誰より優しい悪者の話

 亡くなった父の残した鍛冶屋を継ぎ、毎日頑張る女の子、ラン。彼女の住む街「ハロルド」は、メッチャクチャ大きい滝の上に浮かぶ街です。
 その滝は、魔界と人間の世界とを繋ぐ道になっているそうです。怖いですね。しかし、それは特別な結界によってバッチリ塞がれていて、安全だとか。そこに住んでるランがそう言うんだから、間違いありません。

 物語が始まるのは、そんなハロルドにて、一年に一度のお祭りがもうすぐ催されるという時期。明らかに他の冒険者とはもう雰囲気が全然違う青年が、ハロルドを訪れました。
 ランは彼を一目見た瞬間「あれは勇者だ」と確信します。彼女曰く、こういう勘は鋭いのだとか。そして実際、その勘は的中。彼は王様の命を受けてハロルドへやってきた勇者でした。

 ところでハロルドの中心には、台座に突き刺さり古ぼけた剣がありました。数多の冒険者がその剣を抜こうと挑戦し、破れていました。先ほどの勇者は、この剣を手に入れるためにハロルドを訪れたそうです。 勇者は長老の家を訪問し、こんなお願いをします。

「あの剣を抜かせてください」
「剣を台座から引き抜くと、街が消し飛んでみんな死にます」
「ある理由があるので、たくさんの人が死ぬタイミングで抜かせていただきたい」

 もう勇者、頭おかしいですね。これは僕の書き方が悪いです。
 でも間違ったことは書いてないと思います、多分。だって最初に書いたように、魔界の入り口はしっかり塞がれているわけで、そうならわざわざ伝説の剣を手に入れる必要など、どこにもないのですから。

 そんな勇者と長老の会話を聞いてしまったラン。
 これはいけない、と大切な街とそこに住む人を守るため、勇者に剣を抜かせないため、旅に出ることとなります。

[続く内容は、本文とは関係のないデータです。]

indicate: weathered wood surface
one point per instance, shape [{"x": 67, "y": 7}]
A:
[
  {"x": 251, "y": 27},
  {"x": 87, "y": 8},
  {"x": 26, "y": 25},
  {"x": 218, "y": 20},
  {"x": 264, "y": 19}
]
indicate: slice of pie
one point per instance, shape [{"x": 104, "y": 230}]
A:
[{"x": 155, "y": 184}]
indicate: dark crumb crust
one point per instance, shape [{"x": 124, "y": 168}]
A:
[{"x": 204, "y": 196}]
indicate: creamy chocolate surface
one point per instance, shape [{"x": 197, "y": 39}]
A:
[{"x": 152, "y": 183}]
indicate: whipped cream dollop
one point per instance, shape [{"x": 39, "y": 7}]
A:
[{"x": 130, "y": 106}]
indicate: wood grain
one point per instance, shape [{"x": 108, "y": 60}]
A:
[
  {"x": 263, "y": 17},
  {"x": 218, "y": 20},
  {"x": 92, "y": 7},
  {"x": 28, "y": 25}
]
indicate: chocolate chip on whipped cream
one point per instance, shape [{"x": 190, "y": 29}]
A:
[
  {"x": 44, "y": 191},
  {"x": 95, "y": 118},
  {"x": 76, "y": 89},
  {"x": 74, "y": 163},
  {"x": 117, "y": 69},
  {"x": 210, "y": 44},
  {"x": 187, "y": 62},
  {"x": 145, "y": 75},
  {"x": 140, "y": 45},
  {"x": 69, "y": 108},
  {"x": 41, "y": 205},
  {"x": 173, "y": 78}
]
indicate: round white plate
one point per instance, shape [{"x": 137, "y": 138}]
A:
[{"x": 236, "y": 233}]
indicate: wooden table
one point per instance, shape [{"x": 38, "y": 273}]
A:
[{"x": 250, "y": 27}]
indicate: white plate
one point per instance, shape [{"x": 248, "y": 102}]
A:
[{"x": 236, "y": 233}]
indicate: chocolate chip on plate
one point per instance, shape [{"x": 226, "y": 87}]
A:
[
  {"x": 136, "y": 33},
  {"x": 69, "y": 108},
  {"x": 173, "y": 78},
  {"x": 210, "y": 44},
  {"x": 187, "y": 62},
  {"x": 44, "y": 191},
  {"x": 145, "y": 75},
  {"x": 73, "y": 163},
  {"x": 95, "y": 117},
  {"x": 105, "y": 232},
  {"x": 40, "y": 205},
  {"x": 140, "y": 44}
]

 というのが、この物語の大まかなあらすじとなります。
 勇者の邪魔をするということはつまり、彼女は世間からすれば悪者ということになります。しかしランはそれを自覚してもなお、大切な人たちのために尽力します。その健気さがね、いいんですよね。

 旅を進めていくうち、出会う登場人物がみんな魅力的で個性的です。口語調の緩やかな文体で進んでいく物語は、心優しい登場人物の言動も相まって、読んでいるととても癒やされます。
 また、旅の道中で訪れる各地の住人たちが抱える問題が切実であり、それらの苦難に寄り添い奔走するランの姿には、心打たれること間違いなし。

 そして何より、勘違いをきっかけにしてランの旅についてきてしまった「マイカちゃん」の存在。そうこれ百合なんですよ。序盤の良好とはいえない関係が、旅をして時間を重ねるごとに深まっていくのが、あの、いいよね。急に語彙が弱くなってしまいました。
 いや「ここがいいんだよナァ!」とか書くと、ネタバレになっちゃうんですよ。だから早く読んでください。とりあえず165話まで。その周辺の展開がめっちゃ好きです。でもいちばん好きなのは12話です。

 そんなランとマイカちゃんの紡ぐ、心温まる冒険譚。魔法を用いた胸が熱くなる戦闘も見所です。二人の旅がどういった終わりを迎えるのか楽しみでもあり、寂しくもあります。
 読んで僕と一緒に勇者へ中指を立てましょう。